Бывая в Кремле, Дзержинский непременно заходил к Якову, который теперь вел дела и ВЦИК, и ЦК, и Совнаркома. Но он был искренне удивлен, когда одним из вечеров в открывшейся двери своего кабинета увидел Клавдию Новгородцеву, супругу Свердлова, а затем и его самого. Она была старше мужа на девять лет, покрупнее статью, но целиком и полностью в его подчинении. Хотя и сама была достаточно властной женщиной. Когда секретарь ЦК Елена Дмитриевна Стасова, руководившая аппаратом, из-за болезни матери осталась в Петрограде, Яков тут же поставил на её место свою жену.
Я. М. Свердлов со второй женой Клавдией Тимофеевной
Свердловой (Новгородцевой).
1918 г. [РГАСПИ]
Сам-то Яков был частым гостем на Лубянке, постоянно интересуясь делами ВЧК. Но вот жена появилась здесь впервые. Дежурный успел предупредить, но времени на то, чтобы положить бумаги в сейф, Феликсу уже не оставалось. Пришлось просто сдвинуть их на край письменного стола вместе со стаканом недопитого чая с куском черного хлеба и выйти навстречу.

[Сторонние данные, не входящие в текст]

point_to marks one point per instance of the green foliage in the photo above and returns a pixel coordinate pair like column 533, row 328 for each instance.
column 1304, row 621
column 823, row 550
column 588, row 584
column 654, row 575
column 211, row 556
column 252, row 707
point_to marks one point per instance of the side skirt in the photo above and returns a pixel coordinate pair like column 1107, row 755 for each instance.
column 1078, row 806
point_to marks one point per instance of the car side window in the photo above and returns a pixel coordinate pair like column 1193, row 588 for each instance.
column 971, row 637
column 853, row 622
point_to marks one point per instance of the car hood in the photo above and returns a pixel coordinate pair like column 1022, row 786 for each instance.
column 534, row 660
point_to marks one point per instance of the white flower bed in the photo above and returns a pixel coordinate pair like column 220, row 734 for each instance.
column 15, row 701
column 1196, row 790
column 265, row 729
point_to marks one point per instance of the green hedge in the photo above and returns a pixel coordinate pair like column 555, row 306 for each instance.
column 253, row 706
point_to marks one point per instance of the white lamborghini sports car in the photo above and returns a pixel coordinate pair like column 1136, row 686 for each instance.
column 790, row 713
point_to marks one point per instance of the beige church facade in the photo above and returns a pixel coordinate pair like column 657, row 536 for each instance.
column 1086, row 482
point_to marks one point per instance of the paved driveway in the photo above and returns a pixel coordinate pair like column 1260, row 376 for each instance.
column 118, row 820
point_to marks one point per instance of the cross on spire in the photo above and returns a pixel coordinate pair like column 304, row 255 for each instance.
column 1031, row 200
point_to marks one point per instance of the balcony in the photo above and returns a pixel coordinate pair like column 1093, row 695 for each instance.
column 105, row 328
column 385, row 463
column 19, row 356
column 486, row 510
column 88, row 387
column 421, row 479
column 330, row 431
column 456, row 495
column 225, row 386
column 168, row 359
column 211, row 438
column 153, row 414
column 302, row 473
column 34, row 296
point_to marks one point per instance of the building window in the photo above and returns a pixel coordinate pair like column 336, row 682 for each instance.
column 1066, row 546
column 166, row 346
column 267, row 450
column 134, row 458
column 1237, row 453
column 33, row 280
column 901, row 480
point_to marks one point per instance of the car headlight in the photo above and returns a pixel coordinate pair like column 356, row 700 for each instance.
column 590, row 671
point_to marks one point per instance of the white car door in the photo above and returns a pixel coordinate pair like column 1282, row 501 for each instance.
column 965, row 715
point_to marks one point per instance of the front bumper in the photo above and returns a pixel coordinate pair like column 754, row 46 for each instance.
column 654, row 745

Однако Клавдия зорким хозяйским взглядом сразу приметила и скудный ужин, и ширму, за которой виднелись рукомойник, узкая кровать со смятой подушкой, покрытая суконным солдатским одеялом, и небрежно брошенная на её спинку шинель.
– А это всё Яков! – с улыбкой начала Новгородцева. – Пойдем-ка, говорит, к Феликсу Эдмундовичу. Не нравится он мне последнее время. Вид у него архискверный. На квартире у себя совсем не бывает, пропадает круглые сутки на работе, надо, мол, посмотреть, как он живет.
– Действительно, Феликс. Так дальше нельзя, – включился Яков. – Надо будет подумать, как твою семью сюда переправить. Домашний уют – большое дело. И душа отдыхает, и энергия прибавляется. Сама атмосфера и дела домашние здоровью способствуют.
Дзержинский вспомнил рассказ кого-то из ссыльных, как в Туруханском крае Яков, точнее тогда «товарищ Андрей», ухаживал за коровой, колол дрова, топил печку, готовил, умывал и одевал детей – сына и дочь. Особенно, говорят, славились его пельмени. Правда, потом бросил семью в Сибири и сбежал в Петроград.
– И в столовой совнаркомовской, мне доложили, ты редкий клиент. Для кого я её делал? – шутливо укорил Свердлов. – А пока вот мы с Клавдией и Владимиром Ильичом приняли решение переселить тебя к нам поближе, в Кремль, в Кавалерский корпус. Уже и коменданту Малькову распоряжение дано.
Глава 21Мировую революцию надо торопить
– Данке, герр Домански, – сухо кивнул пожилой немецкий пограничник, возвращая паспорт франтоватому господину, всем своим видом демонстрировавшему беззаботность и довольство окружающей жизнью.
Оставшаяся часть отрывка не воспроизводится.